The door flew open, and Matilda breezed in, but she stopped short when she spotted Boris standing bull-like amid the overflowing costume trunks and crates of props. Matilda took a step toward the screen, as if to protect Gracey, and glared at Boris.
“Mr. Kidrick, you must know men aren’t allowed in the dressing room!” Matilda crossed her arms and drew herself up to her impressive full height, towering over the squatty man.
Boris chuckled. “I now own this room and that fancy stage you’re so fond of parading on.”
Surprise replaced Matilda’s haughty expression, and Boris rubbed his hands together. “Didn’t know that, did ya?” He chuckled at Matilda’s sagging shoulders. “Good things are coming my way,” he said, an unpleasant glint in his eye. “We will be having that show I mentioned. If not tonight—then soon. Maybe on this stage or maybe someplace quieter. You may not know it yet, but when I bought this theater, I bought you too.”
He winked at Gracey, who ducked behind the screen and tightened the belt on her robe. She waited for the sound of the door closing before she peeked out.
“He’s gone.” Matilda crossed the room, dropping clothing on her way to the dressing table. She sat before the mirror and rubbed her face with cream, leaving her stage makeup in runny smears. In the harsh light, she looked all of her forty years plus some.
“I didn’t know Mr. Taylor had sold the theater,” Gracey said, settling down on the bench beside the older woman.
Matilda shrugged and frowned. “I heard Kidrick came into some money.”
“Any chance he’ll lose it—and the theater?” Gracey’s glance met Matilda’s in the glass.
“It’s inevitable. But until then, we have to live with him.” Matilda scrubbed at her worn and tired face. Once she had been beautiful. Under the stage lights, she still moved like royalty. But here, in the quiet dressing room, after a long night of trying to carry a loveliness she could no longer claim, Matilda appeared faded beside Gracey’s pink skin and blue eyes. Gracey, feeling apologetic for her youth, twisted her hair into a long, thick braid.
Matilda patted Gracey’s hand. “Don’t worry, pet, you’ll be on your way to New York long before we get a new lock for the dressing room door.”
“Why do men like Boris consider actress synonymous with harlot?”
Matilda twitched a boney shoulder.
“King David liked to sing and dance. No one thought he was immoral.” Gracey’s voice faltered. “Until Bathsheba came out on the roof… Maybe he’s not the best example—but he did sing and dance.”
Matilda laughed. “There are plenty of noble and worthy performers.”
“Tell that to my father, my mother, my grandmother and my cousins.” Gracey swallowed. “Tell that to men like Boris.”
“Your father and mother—although they might not have meant to—have hurt you far worse than the likes of Boris Kidrick.”
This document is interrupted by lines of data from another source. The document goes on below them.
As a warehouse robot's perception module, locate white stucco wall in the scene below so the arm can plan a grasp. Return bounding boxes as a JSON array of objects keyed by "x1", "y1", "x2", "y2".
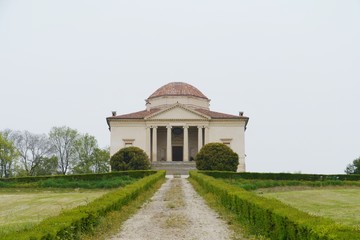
[
  {"x1": 110, "y1": 108, "x2": 246, "y2": 171},
  {"x1": 149, "y1": 96, "x2": 209, "y2": 109},
  {"x1": 209, "y1": 121, "x2": 246, "y2": 172},
  {"x1": 110, "y1": 122, "x2": 146, "y2": 155}
]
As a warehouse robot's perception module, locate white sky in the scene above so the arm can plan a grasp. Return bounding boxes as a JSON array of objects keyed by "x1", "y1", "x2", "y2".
[{"x1": 0, "y1": 0, "x2": 360, "y2": 173}]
Gracey had learned a lot from Matilda since she had joined the Rose Arbor troupe, but that particular lesson she had learned months earlier when her parents had shipped her to her grandmother’s ranch seven long, bumpy, jaw-jarring and teeth-rattling miles from Godforsaken Seattle. Had they really expected her to stay on a ranch surrounded by acres of pastures of horses, cattle and cowpies? Did they really think she would learn to behave like her hick grandmother and shovel out stables?
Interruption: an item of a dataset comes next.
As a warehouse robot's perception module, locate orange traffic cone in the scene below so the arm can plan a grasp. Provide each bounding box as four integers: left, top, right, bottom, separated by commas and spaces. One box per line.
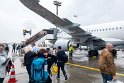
8, 64, 17, 83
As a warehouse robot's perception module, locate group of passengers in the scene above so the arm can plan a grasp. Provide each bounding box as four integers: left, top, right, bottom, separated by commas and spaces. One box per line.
23, 46, 68, 83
As if reading her mind, Matilda said, “I don’t know why you’re so anxious to return to their company.”
Gracey leaned against her friend. “I don’t want to go to New York to see my parents!”
Matilda’s lips curved into a smile. “You want to be on the New York stage.”
“Of course!”
“Do you imagine that you will sing and dance right beneath your family’s nose and they will never notice?”
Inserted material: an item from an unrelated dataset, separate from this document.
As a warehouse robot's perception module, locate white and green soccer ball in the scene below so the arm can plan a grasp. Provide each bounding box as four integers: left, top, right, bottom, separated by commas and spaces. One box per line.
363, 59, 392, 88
“I am an actress—and a wizard with makeup and design. They will never recognize me.”
Matilda lifted an eyebrow. “Your family has already summoned a posse to look for you.”
“Here. But they won’t think to look in their own backyard!”
Skepticism clouded Matilda’s expression. “If they are as influential and prominent as you say—”
Gracey lifted her chin. “No one can stop a shooting star.”
Matilda smiled and wiped off her face cream. “Laws, child, have you no fear of heights?”
***
Addison put down the manuscript. It was silly…but compelling. The opening advertisement made her ill. So many women through so many generations saw marriage as the end-all. Her mother had taught her, “A man is not a financial plan.” And yet, Addison had still fallen for it. It was like she was programed to see a man as an answer to her problems. When would she finally grasp that a man wasn’t the answer, but, in her case, the problem?
Addison braced her shoulders. She had to solve her own problems now. But a tricky little voice in the back of her head whispered that even after Paul’s death she still wasn’t standing on her own financial feet. The life insurance policy would always eclipse anything she could ever hope to earn at the bookshop. It had been tempting to continue on at the store, watching it lose money every month, but common sense and Mr. Patel had prevailed. She had tried to make a go of a business and she’d failed. Just like she’d failed her marriage. Even if she hadn’t known it.
She glanced around the Books and Bun Bookshop. What made this place successful? Who says it is? the voice in her head asked. All the people? But how many are actually buying anything?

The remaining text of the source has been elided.